URI:
       # taz.de -- Unbegleitete minderjährige Flüchtlinge: Endlich Zeit für Harry Potter
       
       > Jugendliche, die ohne Eltern aus Kriegsgebieten nach Deutschland fliehen,
       > brauchen intensive Betreuung – so wie bei „Munita“ in Spandau. Ein
       > Besuch.
       
   IMG Bild: In Berlin-Kladow haben sie sich ein Stück Normalität aufgebaut: Mansour, Anas, Hamoudi (hinten) und Walid (v.l.n.r.)
       
       Anas und Walid sind die dicksten Freunde: Die 16-Jährigen gehen in
       dieselbe 10. Klasse, wollen beide Arzt werden. Sie teilen sich ein
       Zimmer, kochen miteinander, wenn sie nicht gerade im Ramadan
       fasten. Kurzum: Sie gehen durch dick und dünn – und so war es schon in
       Damaskus.
       
       Vor vier Monaten machten sie sich gemeinsam auf die Flucht nach
       Deutschland. Ohne ihre Eltern, ihre Familien: „Zu viel Geld“, erklärt
       Walid lapidar. Zwei Wochen dauerte die Reise auf der bekannten Route:
       Türkei, Griechenland, ein Schlauchboot nach Lesbos, von dort nach
       Athen, Mazedonien, Serbien, Österreich, Bayern.
       
       So sind sie in Kladow gelandet, bei Munita, einer Einrichtung für
       unbegleitete minderjährige Flüchtlinge, kurz UMFs. Hier, am
       südwestlichen Rand von Berlin, wo die mit Kiefernzapfen übersäten
       Bürgersteige von Jägerzäunen oder gestutzten Buchsbaumhecken gesäumt
       werden, unterhält das Deutsche Rote Kreuz (DRK) das
       Rotkreuz-Institut Berufsbildungswerk (RKI BBW) samt
       angeschlossenem Internat. Weil einige Zimmer leer standen und
       dringend Plätze für UMFs gebraucht werden, eröffnete das DRK im
       Dezember Munita mit zunächst vier Jugendlichen. Heute sind es 21.
       
       Acht von ihnen kommen wie Anas und Walid aus bayerischen
       Erstaufnahmeeinrichtungen. Und weil es schon vorgekommen ist,
       dass dort Schlepper auftauchen und Jugendliche entführen, damit
       ihre Familien das Geld für die letzte Etappe der Flucht bezahlen,
       sollen die echten Namen aller Jungen, die im Text vorkommen, sowie
       Details über Herkunft und Fluchtroute nicht in der Zeitung stehen.

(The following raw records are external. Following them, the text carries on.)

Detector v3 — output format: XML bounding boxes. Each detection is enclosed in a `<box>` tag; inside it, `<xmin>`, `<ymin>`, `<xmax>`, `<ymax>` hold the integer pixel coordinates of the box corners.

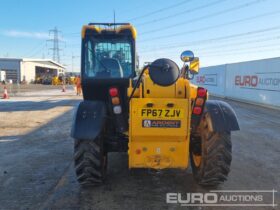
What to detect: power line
<box><xmin>142</xmin><ymin>26</ymin><xmax>280</xmax><ymax>52</ymax></box>
<box><xmin>127</xmin><ymin>0</ymin><xmax>192</xmax><ymax>21</ymax></box>
<box><xmin>137</xmin><ymin>0</ymin><xmax>227</xmax><ymax>27</ymax></box>
<box><xmin>138</xmin><ymin>10</ymin><xmax>280</xmax><ymax>42</ymax></box>
<box><xmin>141</xmin><ymin>0</ymin><xmax>267</xmax><ymax>35</ymax></box>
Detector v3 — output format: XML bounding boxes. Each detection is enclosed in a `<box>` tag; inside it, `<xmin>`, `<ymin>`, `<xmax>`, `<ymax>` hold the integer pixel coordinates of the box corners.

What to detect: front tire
<box><xmin>190</xmin><ymin>112</ymin><xmax>232</xmax><ymax>186</ymax></box>
<box><xmin>74</xmin><ymin>136</ymin><xmax>107</xmax><ymax>186</ymax></box>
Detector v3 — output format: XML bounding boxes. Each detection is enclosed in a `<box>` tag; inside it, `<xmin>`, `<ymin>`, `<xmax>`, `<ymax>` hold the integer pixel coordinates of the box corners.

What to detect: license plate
<box><xmin>140</xmin><ymin>108</ymin><xmax>184</xmax><ymax>119</ymax></box>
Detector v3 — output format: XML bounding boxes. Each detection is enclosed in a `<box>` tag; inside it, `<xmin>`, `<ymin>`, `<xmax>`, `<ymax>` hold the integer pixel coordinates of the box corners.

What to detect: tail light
<box><xmin>195</xmin><ymin>98</ymin><xmax>204</xmax><ymax>106</ymax></box>
<box><xmin>112</xmin><ymin>97</ymin><xmax>120</xmax><ymax>105</ymax></box>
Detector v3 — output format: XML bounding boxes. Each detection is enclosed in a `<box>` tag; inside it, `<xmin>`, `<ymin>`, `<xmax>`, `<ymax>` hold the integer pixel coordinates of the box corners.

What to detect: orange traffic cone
<box><xmin>2</xmin><ymin>86</ymin><xmax>9</xmax><ymax>99</ymax></box>
<box><xmin>62</xmin><ymin>85</ymin><xmax>66</xmax><ymax>92</ymax></box>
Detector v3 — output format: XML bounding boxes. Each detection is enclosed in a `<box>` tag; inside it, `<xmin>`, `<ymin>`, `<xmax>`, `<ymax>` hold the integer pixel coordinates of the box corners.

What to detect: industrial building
<box><xmin>0</xmin><ymin>58</ymin><xmax>65</xmax><ymax>83</ymax></box>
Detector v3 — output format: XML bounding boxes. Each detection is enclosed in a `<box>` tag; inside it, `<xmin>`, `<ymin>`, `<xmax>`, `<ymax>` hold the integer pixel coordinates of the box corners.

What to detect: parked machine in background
<box><xmin>72</xmin><ymin>23</ymin><xmax>239</xmax><ymax>185</ymax></box>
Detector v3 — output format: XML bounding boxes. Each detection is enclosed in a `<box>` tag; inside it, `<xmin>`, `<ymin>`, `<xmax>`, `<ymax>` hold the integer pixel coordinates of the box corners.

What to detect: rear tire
<box><xmin>74</xmin><ymin>136</ymin><xmax>107</xmax><ymax>186</ymax></box>
<box><xmin>190</xmin><ymin>113</ymin><xmax>232</xmax><ymax>186</ymax></box>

       Das sei den gesetzlichen Vormunden in Bayern sehr wichtig, erklärt
       der Leiter von Munita, Roger Weber.
       
       ## Schlepper in der Erstaufnahme
       
       Ohnehin sind die Jugendlichen eher zurückhaltend. Der Grund dafür
       dürfte weniger in Sprachbarrieren liegen – Anas und Walid sprechen
       so gut Deutsch, dass sie bereits in eine Regelklasse der
       Waldorfschule Kladow gehen. Aber die Gesprächssituation muss auf
       die Jungen einschüchternd wirken: Das RKI BBW hat zur verspäteten
       Eröffnungsfeier von Munita eine Fachtagung organisiert, auf der
       ein paar Jungs vorgestellt werden.
       
       Und so sitzen vier von ihnen – neben Anas und Walid auch Hamoudi (17)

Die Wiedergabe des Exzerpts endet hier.